What I tried without success are the following:

  • CHCP 65001 (to change code page to UTF-8): this is needed only if the word Petőfi is incorrectly displayed, but does not help the input.
  • [Console]::InputEncoding = [Console]::OutputEncoding = New-Object System.Text.UTF8Encoding
  • Passing StandardCharsets.UTF_8 or "UTF-8" to Scanner.
  • Using InputStreamReader (with and without passing the encoding) instead of Scanner.
  • Passing -Dfile.encoding=UTF-8 command line parameter.
  • Adding line System.setProperty("file.encoding", "UTF-8");
  • Using PowerShell instead of cmd

I double-checked: the encoding of the Java source file is UTF-8.

When converting to bytes (Arrays.toString(input.getBytes())) I experience the following:

  • By default the non-accented letters get their normal ASCII codes. The accented letters have 3 bytes length, all negative values. Before code page change the bytes of Sándor is this: [83, -17, -65, -67, 110, 100, 111, 114].
  • When the code page is changed to UTF-8, then the non-accented letters remain the same, while the accented ones all become one character length 0. After code page change the bytes are this: [83, 0, 110, 100, 111, 114].
  • The same in Eclipse: [83, -61, -95, 110, 100, 111, 114]
  • The String Sándor is actually encoded in Java like this: [83, -61, -95, 110, 100, 111, 114]

So to narrow down to the letter á we have the following:

It works in Git Bash, but the letter ő (and all the other accented characters, not just this one) is incorrectly displayed in that terminal:

What is the first name of the Hungarian poet Pet▒fi? Sándor
Correct!

It is strange that even the comparison works, and entering the accented characters looks fine, repeated displaying the same does not work:

What is the first name of the Hungarian poet Pet▒fi? Péter
The answer (P▒ter) is incorrect, the correct answer is S▒ndor

The following helped in Windows terminal:

Console console = System.console();
String answer = console.readLine();

But this does not work in Eclipse:

What is the first name of the Hungarian poet Petőfi? Sándor
The answer (Sándor) is incorrect, the correct answer is Sándor

UPDATE: it seems it depends on the system settings. I have 2 laptops, one of Hungarian and the other of English settings.

  • The Hungarian one works with System.console() in terminal, and the new Scanner(System.in) works in Eclipse. However, in Eclipse it works incorrectly, even if I change the encoding in Window -> Preferences -> General -> Workspace.
  • In the English version I did not find any working option in terminal: either the output (like the letter ő) is incorrect or the comparison fails. And when trying to use the System.console() approach, then it throws NullPointerException being the console null. (That Eclipse version is 2023-12; I did not try the latest one there.)

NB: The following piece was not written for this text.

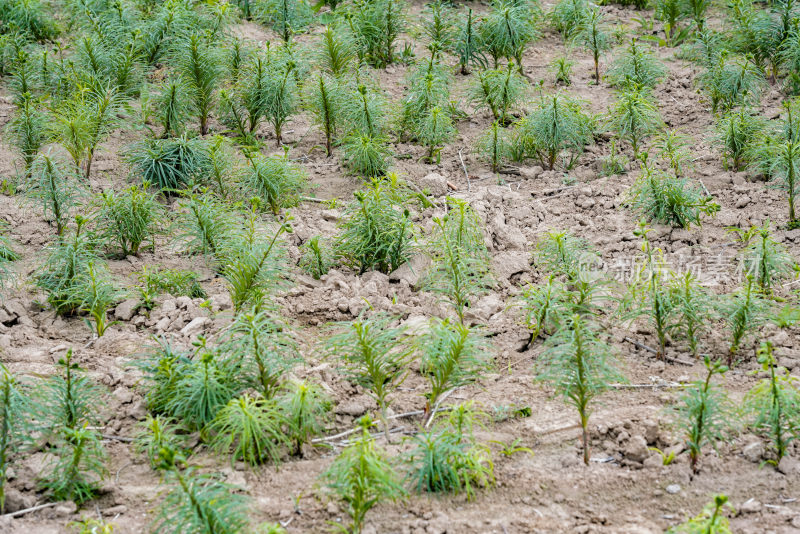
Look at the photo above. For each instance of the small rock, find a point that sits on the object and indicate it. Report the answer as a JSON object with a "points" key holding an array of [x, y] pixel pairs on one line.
{"points": [[412, 271], [789, 466], [114, 511], [636, 449], [753, 451], [195, 326], [67, 508], [123, 395], [750, 506], [435, 183], [126, 309], [653, 461]]}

My Java version is 22.0.2, but the problem does not seem version-specific.

As a cross-check I tried the same in Python, and it works fine both in the Windows terminal and also in IDE without any problem:

answer = input('What is the first name of the Hungarian poet Petőfi? ')
correct_answer = 'Sándor'
if answer == correct_answer:
    print('Correct')
else:
    print('The answer (' + answer + ') is incorrect, the correct answer is ' + correct_answer)

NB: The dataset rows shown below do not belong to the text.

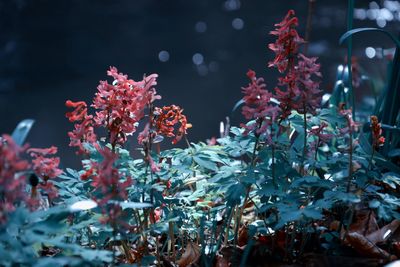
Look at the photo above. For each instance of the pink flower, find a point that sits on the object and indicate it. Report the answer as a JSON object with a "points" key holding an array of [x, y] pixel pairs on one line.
{"points": [[310, 94], [167, 119], [79, 112], [287, 43], [121, 105], [301, 91], [84, 131], [12, 177]]}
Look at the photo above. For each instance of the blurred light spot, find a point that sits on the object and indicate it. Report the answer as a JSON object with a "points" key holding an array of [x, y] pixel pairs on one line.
{"points": [[201, 27], [202, 70], [373, 5], [325, 98], [163, 56], [83, 205], [392, 5], [231, 5], [360, 14], [381, 22], [237, 23], [198, 58], [387, 233], [372, 14], [221, 128], [386, 14], [370, 52], [213, 66]]}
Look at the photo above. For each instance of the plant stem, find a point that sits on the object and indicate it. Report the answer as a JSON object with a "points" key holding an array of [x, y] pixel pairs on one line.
{"points": [[350, 11], [303, 157], [350, 160]]}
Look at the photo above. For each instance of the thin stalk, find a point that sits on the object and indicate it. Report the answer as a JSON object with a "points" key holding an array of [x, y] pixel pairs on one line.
{"points": [[303, 157], [350, 13], [350, 160], [273, 159], [227, 229], [253, 161]]}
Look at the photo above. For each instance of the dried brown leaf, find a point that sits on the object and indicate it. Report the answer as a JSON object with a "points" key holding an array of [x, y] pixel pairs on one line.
{"points": [[384, 233], [191, 255], [364, 222]]}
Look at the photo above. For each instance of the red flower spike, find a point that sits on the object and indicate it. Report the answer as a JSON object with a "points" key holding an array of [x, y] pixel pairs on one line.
{"points": [[257, 104], [377, 138], [167, 119], [287, 44], [83, 131], [12, 176], [79, 113], [121, 105]]}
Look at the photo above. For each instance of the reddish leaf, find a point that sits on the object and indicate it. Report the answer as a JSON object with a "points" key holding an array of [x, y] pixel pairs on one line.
{"points": [[366, 247], [191, 255]]}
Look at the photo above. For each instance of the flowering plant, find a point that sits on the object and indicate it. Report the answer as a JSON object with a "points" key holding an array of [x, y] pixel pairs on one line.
{"points": [[295, 179]]}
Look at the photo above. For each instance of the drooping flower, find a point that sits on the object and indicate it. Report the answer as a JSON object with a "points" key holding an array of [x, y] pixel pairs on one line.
{"points": [[167, 119], [287, 43], [12, 177], [377, 138], [257, 104], [310, 94], [83, 128], [121, 105], [300, 89]]}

So my question is: how to make it work? Is there an universal solution which works in both Windows terminal and Eclipse?


Solution

  • Scanner scanner = new Scanner(System.in, System.out.charset());
    

    This solution works with Java 18+. This works both in Eclipse with default settings and in Windows command prompt having code page 852. Checking the code page:

    chcp
    

    Changing it to 852:

    chcp 852
    

    Thanks for everyone who helped reaching the solution!